Ce sont les CCI et les associations de commerçants de centre-ville, furieuses de voir le non respect des chartes locales de développement commercial qui, fin septembre, sont les premières à mesurer l’ampleur du phénomène. Différents courriers de protestation sont envoyés ici et là. « Nous nous sommes réveillés un peu tard », concède Jean-Paul Charié, le député du Loiret, rapporteur de la LME (lire l’interview) qui reconnaît à demi-mot ne pas avoir été mis au courant de la circulaire du 28 août.
Début septembre pourtant, le premier ministre le chargeait très officiellement d’un rapport sur l’urbanisme commercial. Rapport dont il vient d’ailleurs de rendre une première mouture dans l’attente d’une version définitive à sortir, elle, mi-décembre.
Chatel aurait reconnu une erreur
Mi-octobre, on commence à s’inquiéter en haut lieu des vagues faites par cette circulaire à l’évidence trop permissive. Le 24 octobre, Patrick Ollier demande à Luc Chatel de venir s’expliquer devant la Commission des affaires économiques de l’assemblée. Contrairement à l’usage, cette audition ne fera l’objet d’aucun compte-rendu. Le ministre y aurait reconnu une « anomalie » selon certains députés présents, une « erreur » selon d’autres. Quant aux raisons qui, deux mois plus tôt, auraient amené ses services à rédiger la circulaire litigieuse, deux versions circulent : officiellement, il s’agit d’un écart d’interprétation de la volonté du législateur par l’administration ; officieusement, d’une volonté politique de donner un signal fort aux distributeurs dans le cadre d’une stratégie plus globale de relance à tous prix de la consommation. Sauf que le ministre n’avait pas prévu une telle ruée.

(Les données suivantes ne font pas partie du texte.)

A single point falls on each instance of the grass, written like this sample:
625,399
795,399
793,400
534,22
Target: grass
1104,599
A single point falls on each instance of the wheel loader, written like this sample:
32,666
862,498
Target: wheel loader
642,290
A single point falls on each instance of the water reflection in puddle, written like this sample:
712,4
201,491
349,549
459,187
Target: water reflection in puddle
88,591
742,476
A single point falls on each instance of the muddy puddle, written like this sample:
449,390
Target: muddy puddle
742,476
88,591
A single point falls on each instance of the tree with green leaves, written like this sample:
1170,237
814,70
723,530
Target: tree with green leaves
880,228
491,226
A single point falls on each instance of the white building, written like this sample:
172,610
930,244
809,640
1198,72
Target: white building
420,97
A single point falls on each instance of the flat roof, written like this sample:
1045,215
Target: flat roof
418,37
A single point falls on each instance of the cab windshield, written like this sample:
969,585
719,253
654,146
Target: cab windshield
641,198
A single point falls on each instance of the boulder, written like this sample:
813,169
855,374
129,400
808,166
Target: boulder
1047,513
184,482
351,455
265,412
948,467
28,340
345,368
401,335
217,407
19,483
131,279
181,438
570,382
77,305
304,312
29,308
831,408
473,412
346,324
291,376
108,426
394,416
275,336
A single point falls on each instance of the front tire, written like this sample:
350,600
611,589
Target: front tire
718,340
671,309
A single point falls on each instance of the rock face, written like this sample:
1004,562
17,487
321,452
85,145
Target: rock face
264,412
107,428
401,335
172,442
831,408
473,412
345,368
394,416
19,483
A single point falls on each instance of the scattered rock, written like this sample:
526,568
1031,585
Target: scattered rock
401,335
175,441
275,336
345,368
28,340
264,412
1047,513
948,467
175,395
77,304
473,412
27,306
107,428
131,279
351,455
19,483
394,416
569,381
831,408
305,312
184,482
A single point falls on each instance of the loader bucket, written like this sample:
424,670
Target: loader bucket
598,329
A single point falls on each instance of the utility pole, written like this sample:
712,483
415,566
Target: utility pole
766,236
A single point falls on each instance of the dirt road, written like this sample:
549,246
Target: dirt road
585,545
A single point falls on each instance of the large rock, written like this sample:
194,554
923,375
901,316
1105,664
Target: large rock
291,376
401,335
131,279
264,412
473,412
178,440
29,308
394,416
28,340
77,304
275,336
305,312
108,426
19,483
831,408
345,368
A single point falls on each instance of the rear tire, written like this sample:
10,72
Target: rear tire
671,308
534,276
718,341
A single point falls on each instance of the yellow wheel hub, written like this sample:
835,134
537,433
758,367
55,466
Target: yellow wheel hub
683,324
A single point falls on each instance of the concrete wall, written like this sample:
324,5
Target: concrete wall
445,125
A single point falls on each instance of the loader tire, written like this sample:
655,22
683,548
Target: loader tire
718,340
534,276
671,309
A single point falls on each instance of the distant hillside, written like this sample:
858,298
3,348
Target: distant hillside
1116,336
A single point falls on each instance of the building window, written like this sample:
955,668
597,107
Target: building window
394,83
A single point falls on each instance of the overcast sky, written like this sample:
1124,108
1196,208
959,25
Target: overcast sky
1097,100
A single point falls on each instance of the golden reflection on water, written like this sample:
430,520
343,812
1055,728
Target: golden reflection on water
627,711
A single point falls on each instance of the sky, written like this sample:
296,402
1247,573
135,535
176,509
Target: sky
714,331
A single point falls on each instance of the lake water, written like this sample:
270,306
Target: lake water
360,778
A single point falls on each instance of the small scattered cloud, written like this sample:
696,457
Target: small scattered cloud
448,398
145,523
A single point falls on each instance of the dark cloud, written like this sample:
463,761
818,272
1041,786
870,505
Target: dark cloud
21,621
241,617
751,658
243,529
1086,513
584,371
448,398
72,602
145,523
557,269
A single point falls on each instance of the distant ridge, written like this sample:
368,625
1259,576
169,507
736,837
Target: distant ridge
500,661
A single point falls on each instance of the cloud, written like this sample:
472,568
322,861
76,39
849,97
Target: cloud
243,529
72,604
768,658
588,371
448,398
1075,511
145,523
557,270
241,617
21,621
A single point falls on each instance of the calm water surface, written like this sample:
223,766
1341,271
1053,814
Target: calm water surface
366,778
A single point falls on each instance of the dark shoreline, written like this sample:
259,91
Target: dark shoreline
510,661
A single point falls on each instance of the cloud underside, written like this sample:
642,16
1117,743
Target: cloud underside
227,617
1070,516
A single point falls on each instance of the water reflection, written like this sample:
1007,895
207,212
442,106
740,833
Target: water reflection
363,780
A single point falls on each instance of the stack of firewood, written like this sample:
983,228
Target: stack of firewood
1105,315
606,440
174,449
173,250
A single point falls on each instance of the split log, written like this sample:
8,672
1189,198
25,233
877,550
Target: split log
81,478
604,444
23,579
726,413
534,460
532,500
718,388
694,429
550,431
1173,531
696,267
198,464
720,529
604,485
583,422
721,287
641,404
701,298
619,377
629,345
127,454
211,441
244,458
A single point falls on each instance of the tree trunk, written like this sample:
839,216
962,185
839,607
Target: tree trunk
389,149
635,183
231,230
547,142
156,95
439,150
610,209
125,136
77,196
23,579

Lors de cette audition, Chatel comprend que s’il veut compter sur les députés UMP pour soutenir la future réforme de l’urbanisme commercial, début 2009, mieux vaut éviter de les provoquer. L’après-midi même, Jean-Christophe Martin est contraint d’avaler son chapeau et de reprendre la plume pour annoncer aux préfets le retrait de sa précédente circulaire (
).
Il n’est pas demandé aux magasins de refermer les surfaces gagnées. Néanmoins, la missive est assortie d’une précision. En substance : afin de garantir la sécurité juridique des extensions réalisées depuis la fin août, les opérateurs devront solliciter les autorisations éventuellement nécessaires. Autrement dit, un passage en CDEC. Sauf que les CDEC sont en train d’être remplacées par les CDAC (Commission départementale d’aménagement commercial), lesquelles sont elles-mêmes appelées à disparaître à court terme… Comprenne qui pourra ! « Dans certaines préfectures, on n’était toujours pas au courant de la sortie de la circulaire du 24 octobre trois semaines plus tard. Il y en a qui affirment que les CDEC n’existent plus alors que d’autres continuent de les étudier. C’est le flou complet, pour ne pas dire plus », explique un bon connaisseur du dossier chez les Mousquetaires. « Je me demande bien comment on va s’en sortir. Si tout le monde doit passer par une CDAC, il va y avoir de la casse », s’inquiète un des barons Leclerc qui a agrandi ses deux magasins « un peu vite ».
A la FCD, on est évidemment contrarié par la reculade gouvernementale. Sur l’air du « donner c’est donner, reprendre c’est voler », un recours devant le conseil d’Etat serait d’ailleurs en préparation. La publication toute proche des décrets d’application de la LME met néanmoins un terme à une partie du flou juridique en refermant la période transitoire. Reste la question de la validation ou non des centaines de milliers de mètres carrés créés à la faveur de la première circulaire.
Une chose est sûre, en se comportant avec un tel opportunisme, nombre de distributeurs auront sans doute donné à réfléchir aux élus qui étaient tentés par une réforme libérale de l’urbanisme commercial.